While international law is exacting about the bar on what constitutes genocide (there can be no other inference, essentially, of an intent to destroy, in whole or in part, a national, ethnical, racial or religious group), statements made by Israeli officials, the chilling dehumanising rhetoric towards Palestinians, the collective punishment of the siege, and the evacuation orders of over a million Gaza residents do not auger well for the historical record.
That record is already bulking, aided by suggestions that the Gaza Strip we emptied. Calcalist, an Israeli business daily, was first to report on a plan from Israeli Intelligence Minister Gila Gamliel to forcibly transfer Gazans into the Sinai Peninsula.

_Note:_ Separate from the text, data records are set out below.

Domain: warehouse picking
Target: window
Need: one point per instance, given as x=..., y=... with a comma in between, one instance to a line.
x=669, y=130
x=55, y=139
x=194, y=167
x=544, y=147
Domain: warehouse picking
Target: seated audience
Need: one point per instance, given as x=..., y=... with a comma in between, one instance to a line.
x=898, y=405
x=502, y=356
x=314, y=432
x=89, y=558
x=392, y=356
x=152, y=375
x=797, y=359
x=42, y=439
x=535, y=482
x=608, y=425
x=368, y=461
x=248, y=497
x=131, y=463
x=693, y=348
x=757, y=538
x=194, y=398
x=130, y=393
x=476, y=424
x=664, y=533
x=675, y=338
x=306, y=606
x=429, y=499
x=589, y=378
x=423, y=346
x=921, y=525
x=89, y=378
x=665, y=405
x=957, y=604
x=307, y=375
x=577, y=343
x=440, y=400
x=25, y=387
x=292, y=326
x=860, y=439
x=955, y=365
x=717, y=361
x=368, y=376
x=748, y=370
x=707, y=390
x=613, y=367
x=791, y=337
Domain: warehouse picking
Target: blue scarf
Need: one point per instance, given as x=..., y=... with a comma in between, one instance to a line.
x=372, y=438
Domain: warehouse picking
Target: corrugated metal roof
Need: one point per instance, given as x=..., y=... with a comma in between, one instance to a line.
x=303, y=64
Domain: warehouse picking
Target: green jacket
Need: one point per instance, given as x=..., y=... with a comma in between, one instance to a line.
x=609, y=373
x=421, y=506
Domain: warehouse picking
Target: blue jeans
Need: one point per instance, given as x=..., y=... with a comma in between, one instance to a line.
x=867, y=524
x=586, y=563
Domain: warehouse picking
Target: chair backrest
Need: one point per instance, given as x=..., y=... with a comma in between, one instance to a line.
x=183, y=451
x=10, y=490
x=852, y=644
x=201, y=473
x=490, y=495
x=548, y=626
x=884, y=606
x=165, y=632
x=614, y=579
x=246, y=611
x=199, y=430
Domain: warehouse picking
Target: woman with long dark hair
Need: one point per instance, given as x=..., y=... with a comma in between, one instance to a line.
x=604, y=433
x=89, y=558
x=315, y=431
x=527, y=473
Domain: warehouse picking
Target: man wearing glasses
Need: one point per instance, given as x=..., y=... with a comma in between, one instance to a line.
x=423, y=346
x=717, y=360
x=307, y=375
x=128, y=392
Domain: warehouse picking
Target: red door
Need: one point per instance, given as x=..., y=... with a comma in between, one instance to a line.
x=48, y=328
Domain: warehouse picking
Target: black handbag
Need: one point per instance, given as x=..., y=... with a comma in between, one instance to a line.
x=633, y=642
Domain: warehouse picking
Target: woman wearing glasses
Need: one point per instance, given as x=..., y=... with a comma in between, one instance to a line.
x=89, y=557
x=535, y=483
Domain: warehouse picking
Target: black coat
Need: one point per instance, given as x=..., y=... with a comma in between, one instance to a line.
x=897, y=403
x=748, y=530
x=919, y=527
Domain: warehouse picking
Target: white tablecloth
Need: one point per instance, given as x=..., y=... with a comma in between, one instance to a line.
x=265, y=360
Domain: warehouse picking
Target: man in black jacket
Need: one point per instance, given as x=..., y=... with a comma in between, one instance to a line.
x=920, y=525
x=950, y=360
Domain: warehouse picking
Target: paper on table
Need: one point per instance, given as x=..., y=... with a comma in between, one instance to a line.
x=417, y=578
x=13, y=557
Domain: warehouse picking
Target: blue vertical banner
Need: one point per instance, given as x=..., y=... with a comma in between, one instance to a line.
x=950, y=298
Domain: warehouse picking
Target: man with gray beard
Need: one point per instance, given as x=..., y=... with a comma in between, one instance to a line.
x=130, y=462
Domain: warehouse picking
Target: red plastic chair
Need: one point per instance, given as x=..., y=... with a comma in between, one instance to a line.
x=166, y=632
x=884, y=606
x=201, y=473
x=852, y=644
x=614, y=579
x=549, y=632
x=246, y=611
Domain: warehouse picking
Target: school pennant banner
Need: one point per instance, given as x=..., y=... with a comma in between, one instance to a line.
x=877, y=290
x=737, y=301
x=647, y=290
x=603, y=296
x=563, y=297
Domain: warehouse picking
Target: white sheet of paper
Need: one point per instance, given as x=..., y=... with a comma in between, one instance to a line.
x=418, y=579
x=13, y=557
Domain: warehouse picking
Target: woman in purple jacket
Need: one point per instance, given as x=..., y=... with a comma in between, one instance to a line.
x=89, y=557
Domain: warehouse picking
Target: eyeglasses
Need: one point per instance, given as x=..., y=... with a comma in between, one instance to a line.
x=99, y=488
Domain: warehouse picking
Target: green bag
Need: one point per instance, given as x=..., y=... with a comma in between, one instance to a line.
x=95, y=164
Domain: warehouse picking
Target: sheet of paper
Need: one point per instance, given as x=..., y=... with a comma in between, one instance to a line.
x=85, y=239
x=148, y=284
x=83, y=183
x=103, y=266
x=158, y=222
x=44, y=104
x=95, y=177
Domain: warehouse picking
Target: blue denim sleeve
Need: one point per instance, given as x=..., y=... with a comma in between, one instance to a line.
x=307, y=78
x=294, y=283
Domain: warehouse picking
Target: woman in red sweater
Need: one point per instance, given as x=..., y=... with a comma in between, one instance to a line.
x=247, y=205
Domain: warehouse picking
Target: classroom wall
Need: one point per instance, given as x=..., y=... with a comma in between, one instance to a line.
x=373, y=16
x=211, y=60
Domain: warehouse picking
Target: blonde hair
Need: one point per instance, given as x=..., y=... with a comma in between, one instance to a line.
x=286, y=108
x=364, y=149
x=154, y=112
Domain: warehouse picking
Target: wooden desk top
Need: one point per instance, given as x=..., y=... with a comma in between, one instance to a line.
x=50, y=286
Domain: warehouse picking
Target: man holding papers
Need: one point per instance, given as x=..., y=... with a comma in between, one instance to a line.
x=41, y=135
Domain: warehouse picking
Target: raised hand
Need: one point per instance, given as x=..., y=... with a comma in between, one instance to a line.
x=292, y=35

Doing so would “yield positive and long-term strategic results”. While the paper cautions readers about the influence Gamliel exerts in the government, the idea of relocating and ensuring a “final settlement of the entire Gaza population,” is something the Misgav institute for National Security & Zionist Strategy finds entirely palatable.
In an emergency briefing paper published this month, expert lawyers of the US-based Center for Constitutional Rights asserted that there was a “plausible and credible case, based on factual evidence, that Israel is attempting to commit, if not actively committing, the crime of genocide in the occupied Palestinian territory, and specifically against the Palestinian people in the Gaza Strip.”
The authors also warned that the US “is not only failing to uphold its obligation to prevent the commission of genocide, but there is a plausible and credible case to be made that the United States’ actions to further the Israeli military operation, closure and campaign against the Palestinian population in Gaza, rise to the level of complicity in the crime under international law.”
These policies have all been subsumed under the elastic netting of “self-defence”, a term that solidly binds Israel and the United States to an expansive use of retaliatory force. It has assumed the standing of holy writ in US foreign policy, shielding Israel from its more exuberant uses of violence. On 18 October, for instance, the US rejected a Brazil-sponsored resolution calling for a “humanitarian pause” as it, in the words of US Ambassador to the UN Linda Thomas-Greenfield, “made no mention of Israel’s right of self-defence.” Every nation of the world had “the inherent right to self-defence, as reflected in Article 51 of the UN Charter.” If so inherent, why expressly mention it?
On 25 October, sharing the podium with his Australian counterpart, Prime Minister Anthony Albanese in the Rose Garden, Biden reiterated the position that Israel not only had the right but a “responsibility to respond to the slaughter of their people. And we will ensure Israel has what it needs to defend itself against these terrorists. That’s a guarantee.”
Sophistically, he sought to separate Hamas from the Palestinian people, a chaff-from-wheat exercise that Israeli politicians and a number of security personnel have distinctly refused to do. “Hamas is hiding behind Palestinian civilians, and it’s despicable and, not surprisingly, cowardly as well.” The task for Israel, then, was positively Sisyphean: “to do everything in its power, as difficult as it is, to protect civilians.”
With such a gulf between rhetoric and reality, the world’s most powerful cue card reader also made sure he would partake in the finest traditions of the IDF public relations effort, disputing the casualty lists released by the Hamas-run health ministry. “I have no notion that Palestinians are telling the truth about how many people are killed. I’m sure innocents have been killed, and it’s the price of waging a war.” At a tag of over 7,000 dead and rising, that’s a considerable amount of expended innocence.